Three biographical movies about Arkady Gaidar were released in the USSR: Serebryanye truby (Russian: Silver Trumpets) (1970), Konets imperatora taygi (Russian: The Death of the Taiga Emperor) (1978), and Ostayus s vami (Russian: I'll Stay with You) (1981). The latter was a story of Arkady Gaidar's last days.

==Pseudonym==
Arkady's son, Timur Gaidar published two versions of the pseudonym's origin:
1. This an abbreviation of French "Golikov Arkady d ' Arsamas", which means "Golikov, Arkady from Arzamas".
2. Arkady took the name Gaidar from a Khakas language word meaning going first, the leader. Another version is that the name comes from the Khakas word for "Where is?" which is the question Gaidar would shout as he and his unit went from village to village in the Yenisei River region tracking down (and eventually killing) the Cossack hetman he was pursuing during the Civil War.

==Family==
Arkady Gaidar's father, Pyotr Isidorovich Golikov, a teacher (after the 1917 Revolution a Red Army commissar), came from a working-class family.

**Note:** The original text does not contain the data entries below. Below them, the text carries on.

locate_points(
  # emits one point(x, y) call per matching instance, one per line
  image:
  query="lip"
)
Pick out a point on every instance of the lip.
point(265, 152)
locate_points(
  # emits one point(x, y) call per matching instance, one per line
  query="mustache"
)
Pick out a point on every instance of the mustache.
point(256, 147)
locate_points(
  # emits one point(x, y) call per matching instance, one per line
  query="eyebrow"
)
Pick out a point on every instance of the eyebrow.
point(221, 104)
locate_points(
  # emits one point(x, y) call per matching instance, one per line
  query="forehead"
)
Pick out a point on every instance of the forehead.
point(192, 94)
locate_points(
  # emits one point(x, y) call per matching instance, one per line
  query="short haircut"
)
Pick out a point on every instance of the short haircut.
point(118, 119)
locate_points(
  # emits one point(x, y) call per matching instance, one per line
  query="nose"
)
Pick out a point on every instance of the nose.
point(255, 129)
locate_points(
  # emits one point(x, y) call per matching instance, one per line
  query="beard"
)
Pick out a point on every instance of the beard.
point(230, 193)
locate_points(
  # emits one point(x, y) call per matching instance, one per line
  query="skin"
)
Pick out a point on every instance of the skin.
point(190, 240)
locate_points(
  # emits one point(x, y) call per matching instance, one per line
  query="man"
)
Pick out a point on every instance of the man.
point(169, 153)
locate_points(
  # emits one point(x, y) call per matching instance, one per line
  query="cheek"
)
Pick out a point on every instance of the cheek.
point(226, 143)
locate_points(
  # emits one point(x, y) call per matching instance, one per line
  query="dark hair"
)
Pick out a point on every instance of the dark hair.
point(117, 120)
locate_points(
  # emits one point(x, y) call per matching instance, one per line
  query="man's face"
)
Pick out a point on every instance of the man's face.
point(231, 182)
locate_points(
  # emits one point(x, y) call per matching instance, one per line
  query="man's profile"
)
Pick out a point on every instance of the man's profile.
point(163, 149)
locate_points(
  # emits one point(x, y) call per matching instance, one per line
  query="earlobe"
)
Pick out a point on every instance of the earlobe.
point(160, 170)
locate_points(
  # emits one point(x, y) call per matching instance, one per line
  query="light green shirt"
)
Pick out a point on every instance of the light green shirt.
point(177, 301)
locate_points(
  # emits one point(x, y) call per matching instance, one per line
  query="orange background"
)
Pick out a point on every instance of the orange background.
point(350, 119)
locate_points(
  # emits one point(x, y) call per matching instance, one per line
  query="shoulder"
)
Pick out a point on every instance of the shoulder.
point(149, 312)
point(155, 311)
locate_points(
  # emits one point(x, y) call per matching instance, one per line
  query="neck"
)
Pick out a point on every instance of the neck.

His mother, Natalya Arkadyevna Golikova (née Salkova), also a teacher (after the Revolution a doctor), was a daughter of a Tsarist Army officer. Arkady was the first of the couple's four children. His three sisters were Natalya, Olga and Yekaterina.

The Russian economist Yegor Gaidar was Arkady Gaidar's grandson. Yegor Gaidar's father, Rear Admiral Timur Gaidar, was his son.

Maria Gaidar (born 1982), Russian activist, is a daughter of Yegor Gaidar.